It is actually decided by two factors: the delay from user to HTTP server and the delay between HTTP server to original server. So whenever DNS want HTTP server to measure its delay with the HTTP client what it actually measured is the total delay from HTTP server to original server and HTTP server to HTTP client.
A difficulty here is that we are unable to ping original server directly, the ICMP packet seems to be blocked by the server. The approach we used is using TCP probe to test the latency between HTTP server and original server. The idea is to asking for a page that does not exist in the original server, and original server will reply back a 404 page. The size of this page is identical to every HTTP server, so even if it tooks some time to transmit this page, this will not influence the comparison of delay of each server. We measure the delay from HTTP server sends out get message and the time it receive reply and use that as an estimation of RTT. We would like to point out that this estimated delay is very close to the delay measure by ping.
(2) What if the networking condition has changed?
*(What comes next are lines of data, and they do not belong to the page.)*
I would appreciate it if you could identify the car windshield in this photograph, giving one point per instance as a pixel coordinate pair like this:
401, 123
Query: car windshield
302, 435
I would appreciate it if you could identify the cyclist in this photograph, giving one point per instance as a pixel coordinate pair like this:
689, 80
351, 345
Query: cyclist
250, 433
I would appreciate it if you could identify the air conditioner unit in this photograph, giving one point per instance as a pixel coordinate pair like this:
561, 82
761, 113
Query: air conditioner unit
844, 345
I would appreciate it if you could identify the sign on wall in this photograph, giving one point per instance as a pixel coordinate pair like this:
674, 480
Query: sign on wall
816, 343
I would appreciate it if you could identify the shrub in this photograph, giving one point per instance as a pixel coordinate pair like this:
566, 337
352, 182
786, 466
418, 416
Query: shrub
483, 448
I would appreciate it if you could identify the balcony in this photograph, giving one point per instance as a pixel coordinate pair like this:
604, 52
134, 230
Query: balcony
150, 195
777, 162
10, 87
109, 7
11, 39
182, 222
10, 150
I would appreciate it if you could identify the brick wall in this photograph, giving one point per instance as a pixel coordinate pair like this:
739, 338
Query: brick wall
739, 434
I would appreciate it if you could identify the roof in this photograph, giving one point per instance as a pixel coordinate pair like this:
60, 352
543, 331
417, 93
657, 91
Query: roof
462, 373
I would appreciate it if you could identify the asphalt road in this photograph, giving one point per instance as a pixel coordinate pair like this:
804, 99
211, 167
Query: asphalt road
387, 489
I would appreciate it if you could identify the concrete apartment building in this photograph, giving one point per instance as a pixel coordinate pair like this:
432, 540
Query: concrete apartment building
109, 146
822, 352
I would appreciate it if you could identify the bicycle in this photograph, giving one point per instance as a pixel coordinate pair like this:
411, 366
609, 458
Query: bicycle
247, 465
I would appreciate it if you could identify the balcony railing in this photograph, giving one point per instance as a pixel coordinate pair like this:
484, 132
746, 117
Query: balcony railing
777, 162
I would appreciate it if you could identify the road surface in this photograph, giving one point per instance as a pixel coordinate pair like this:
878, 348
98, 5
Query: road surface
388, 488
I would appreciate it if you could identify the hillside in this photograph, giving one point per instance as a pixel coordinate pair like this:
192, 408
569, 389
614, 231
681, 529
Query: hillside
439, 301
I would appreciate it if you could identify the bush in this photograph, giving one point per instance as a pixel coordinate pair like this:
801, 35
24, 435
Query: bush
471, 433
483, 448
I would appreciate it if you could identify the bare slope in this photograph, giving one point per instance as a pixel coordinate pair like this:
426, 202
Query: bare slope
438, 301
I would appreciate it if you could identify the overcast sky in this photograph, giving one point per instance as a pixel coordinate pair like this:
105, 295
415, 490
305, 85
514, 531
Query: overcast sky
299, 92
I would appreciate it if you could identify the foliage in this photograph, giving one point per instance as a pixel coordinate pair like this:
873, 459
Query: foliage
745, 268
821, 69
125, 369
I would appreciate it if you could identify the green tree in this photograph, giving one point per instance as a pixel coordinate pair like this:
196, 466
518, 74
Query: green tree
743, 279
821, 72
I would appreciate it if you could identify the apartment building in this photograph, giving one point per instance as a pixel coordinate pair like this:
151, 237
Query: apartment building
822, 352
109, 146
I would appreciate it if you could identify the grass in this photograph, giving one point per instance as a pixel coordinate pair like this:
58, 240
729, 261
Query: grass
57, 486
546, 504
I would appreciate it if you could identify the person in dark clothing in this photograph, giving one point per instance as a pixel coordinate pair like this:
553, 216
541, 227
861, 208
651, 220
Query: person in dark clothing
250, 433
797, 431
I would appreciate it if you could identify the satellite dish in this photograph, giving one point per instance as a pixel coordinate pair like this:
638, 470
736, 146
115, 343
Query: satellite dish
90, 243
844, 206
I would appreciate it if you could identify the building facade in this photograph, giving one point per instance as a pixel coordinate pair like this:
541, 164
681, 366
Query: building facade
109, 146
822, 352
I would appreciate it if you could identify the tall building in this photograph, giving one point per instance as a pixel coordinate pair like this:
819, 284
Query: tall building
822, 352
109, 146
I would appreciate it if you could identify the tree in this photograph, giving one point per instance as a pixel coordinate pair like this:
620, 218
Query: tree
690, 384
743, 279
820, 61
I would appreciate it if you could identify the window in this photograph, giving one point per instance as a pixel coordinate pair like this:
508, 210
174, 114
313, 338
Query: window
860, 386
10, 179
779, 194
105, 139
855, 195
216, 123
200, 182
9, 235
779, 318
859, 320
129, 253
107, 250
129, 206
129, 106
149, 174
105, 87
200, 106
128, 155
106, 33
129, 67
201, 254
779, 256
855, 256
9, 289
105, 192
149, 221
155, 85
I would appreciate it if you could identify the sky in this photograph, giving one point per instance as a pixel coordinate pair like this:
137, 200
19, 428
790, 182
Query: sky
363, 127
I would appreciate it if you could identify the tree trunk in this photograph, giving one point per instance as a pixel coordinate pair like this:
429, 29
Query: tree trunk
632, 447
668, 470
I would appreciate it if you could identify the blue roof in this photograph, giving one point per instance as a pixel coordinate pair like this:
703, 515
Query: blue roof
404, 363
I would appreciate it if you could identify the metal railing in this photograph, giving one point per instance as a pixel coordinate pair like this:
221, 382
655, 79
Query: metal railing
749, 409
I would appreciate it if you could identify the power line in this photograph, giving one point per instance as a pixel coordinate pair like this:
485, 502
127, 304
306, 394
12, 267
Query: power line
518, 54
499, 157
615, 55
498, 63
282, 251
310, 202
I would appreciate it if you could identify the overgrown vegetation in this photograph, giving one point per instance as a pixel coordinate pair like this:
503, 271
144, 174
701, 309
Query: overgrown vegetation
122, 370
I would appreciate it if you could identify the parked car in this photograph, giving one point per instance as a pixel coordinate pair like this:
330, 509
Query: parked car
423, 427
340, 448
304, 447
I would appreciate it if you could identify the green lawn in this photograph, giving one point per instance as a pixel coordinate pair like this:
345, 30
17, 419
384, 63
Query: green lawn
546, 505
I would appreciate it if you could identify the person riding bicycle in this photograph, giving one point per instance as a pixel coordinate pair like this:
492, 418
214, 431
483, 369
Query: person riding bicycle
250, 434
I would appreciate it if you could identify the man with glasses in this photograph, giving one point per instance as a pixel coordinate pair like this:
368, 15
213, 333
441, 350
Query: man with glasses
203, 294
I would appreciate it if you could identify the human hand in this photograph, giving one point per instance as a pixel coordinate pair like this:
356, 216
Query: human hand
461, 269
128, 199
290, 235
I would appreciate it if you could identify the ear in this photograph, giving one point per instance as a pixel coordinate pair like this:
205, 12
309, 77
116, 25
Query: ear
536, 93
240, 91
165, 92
With the varying condition in the network, it is highly possible that original good server will be not good anymore. It is essential to include some mechanism to update DNS cache in this case. The approach here is actually very straightforward: using TTL. Whenever we keep one record in the DNS cache, we also record the time when it is put in the cache. Then next time when the client comes again we check the difference between now time and the time when it is recorded. If it is larger than TTL we will let DNS server to get the latency information from HTTP servers again. But to guarantee that user can always get shortest latency, the searching for delay information is done after the IP address has been returned. Also we keep a unique signal in the record when it is being changing. This is to avoid the another client comes shortly and re ask the DNS to fetch HTTP server for delay information.
There are many other challenges, like how to maintain the DNS cache, how to provide multithread support, but we think the above two are the most important challenges in this project.
Many test are done, we only listed some of them here:
- Performance test of DNS server and HTTP server
- Performance test of CDN system, whether it can always reply with best server
- Performance of multi threading support, we write a multithread dig and wget to test whether the system can handle the multithread requests.
- Performance test of scripts, whether can we correctly deploy, run and stop the whole system.